Garden Lifestyle

Growing Beautiful Food

Think of growing beautiful food as foreplay to dinner.

If you're growing food anyway, why not make it beautiful, too?   Photo by Jasmine&Roses under the Creative Commons Attribution License 2.0.

While I have you sitting around with garden catalogs planning and creating next season’s vegetable garden, I’d like to remind you that there’s nothing wrong with making it lovely. Functional doesn’t need to exclude beautiful. While I enjoy planting for my sense of taste, smell, or my stomach, I prefer not to leave out one of my favorite senses: sight.

I’m not exactly unique in planting for the eyes, there are some gifted landscape designers out there that blow away any design I can draft up. Still, even if you have a small veggie garden you can make it a beautiful sight before it ends up on your dinner plate.
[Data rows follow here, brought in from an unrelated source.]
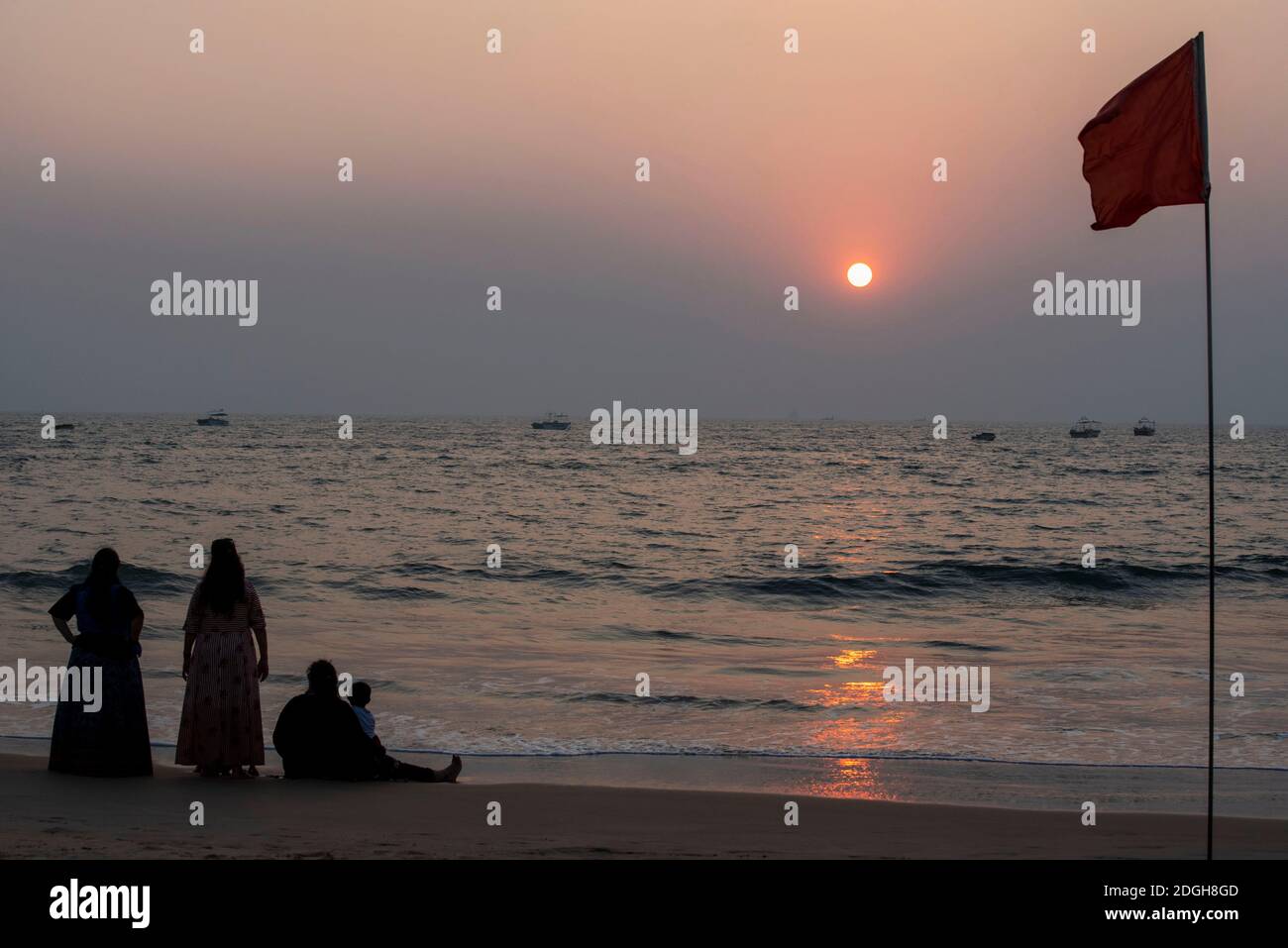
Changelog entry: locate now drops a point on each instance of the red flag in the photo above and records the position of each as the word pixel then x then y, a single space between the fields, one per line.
pixel 1146 147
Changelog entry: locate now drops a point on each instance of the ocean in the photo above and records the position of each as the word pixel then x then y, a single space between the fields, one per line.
pixel 619 561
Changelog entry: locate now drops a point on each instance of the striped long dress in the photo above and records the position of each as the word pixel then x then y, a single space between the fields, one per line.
pixel 220 723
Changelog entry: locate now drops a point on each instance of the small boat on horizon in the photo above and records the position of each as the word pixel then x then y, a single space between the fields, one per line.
pixel 553 423
pixel 1085 428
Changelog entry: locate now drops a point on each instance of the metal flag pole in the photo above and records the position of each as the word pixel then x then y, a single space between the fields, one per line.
pixel 1201 101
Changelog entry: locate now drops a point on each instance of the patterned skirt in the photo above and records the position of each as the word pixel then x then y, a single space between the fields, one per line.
pixel 220 723
pixel 108 742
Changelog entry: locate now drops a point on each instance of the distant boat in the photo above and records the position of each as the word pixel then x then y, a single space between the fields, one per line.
pixel 1085 428
pixel 553 423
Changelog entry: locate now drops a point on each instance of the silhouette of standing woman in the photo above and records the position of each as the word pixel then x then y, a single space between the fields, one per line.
pixel 220 730
pixel 114 740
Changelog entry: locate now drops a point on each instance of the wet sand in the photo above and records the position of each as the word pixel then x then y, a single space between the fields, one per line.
pixel 55 815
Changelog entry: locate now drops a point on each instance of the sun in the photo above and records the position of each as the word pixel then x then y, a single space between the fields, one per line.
pixel 859 274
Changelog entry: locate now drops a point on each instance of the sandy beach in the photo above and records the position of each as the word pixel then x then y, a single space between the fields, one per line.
pixel 53 815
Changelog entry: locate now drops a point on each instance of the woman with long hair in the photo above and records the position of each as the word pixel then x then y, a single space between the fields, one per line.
pixel 220 730
pixel 110 740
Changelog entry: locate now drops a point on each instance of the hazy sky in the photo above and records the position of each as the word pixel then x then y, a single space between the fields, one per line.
pixel 518 170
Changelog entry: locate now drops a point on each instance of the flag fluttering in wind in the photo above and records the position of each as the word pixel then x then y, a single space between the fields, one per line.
pixel 1146 146
pixel 1147 149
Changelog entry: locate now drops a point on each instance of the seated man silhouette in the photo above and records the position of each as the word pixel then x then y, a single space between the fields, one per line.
pixel 317 734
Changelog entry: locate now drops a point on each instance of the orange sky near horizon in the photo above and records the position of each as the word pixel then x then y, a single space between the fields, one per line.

This is an especially nice idea if you have decided to say, turn the front lawn into a vegetable garden. Ideally, you’d like your garden-on-the-lawn to be a good steward for front yard gardens. I find that people are interested enough to come over and at least see what your front-yard (or back yard) garden is about and when it looks interesting and inviting, more people want to give it a shot themselves.

Make Your Vegetable Garden Beautiful

I know it’s very un-pc to talk about growing things in rows – practically blasphemous because it sounds stuffy. But there’s visual value in cleverly using rows. For me they give me some structure to work with. For instance, if you plant in running rows away from the house, it draws the eye out; making the garden appear longer.

Try planting in long curving rows alternating between veggies like chard, green onion, lettuce, and cabbage and companion flowers such as marigolds or coreopsis. This also lengthens the appearance of a border. The different textured of plant leaves and fruit becomes more pronounced when several of the same variety of plant are grown next to one another instead of completely interspersed.

Growing vertically, is always a tremendous visual impact – it changes everything about a landscape. Plus there are plenty of veggies you can train up things such as runner beans, small pumpkins (and other squashes), cucumbers, tomatoes, and peas (inter-planted with sweet peas). This also makes great use of small garden space.

Last, think about trying some different varieties of some of the usual suspects like some purple-striped ‘Dragon’s Tongue’ beans or red cabbage. And by “red”, I mean a gorgeous dusky purple. Don’t forget the unusual-looking veggies like kohlrabi or tomatillos.

Think of growing beautiful food as foreplay to dinner. I know that when I see colorful, healthy and different varieties in a vegetable garden, I can’t wait to get them into the room-of-romance; my kitchen.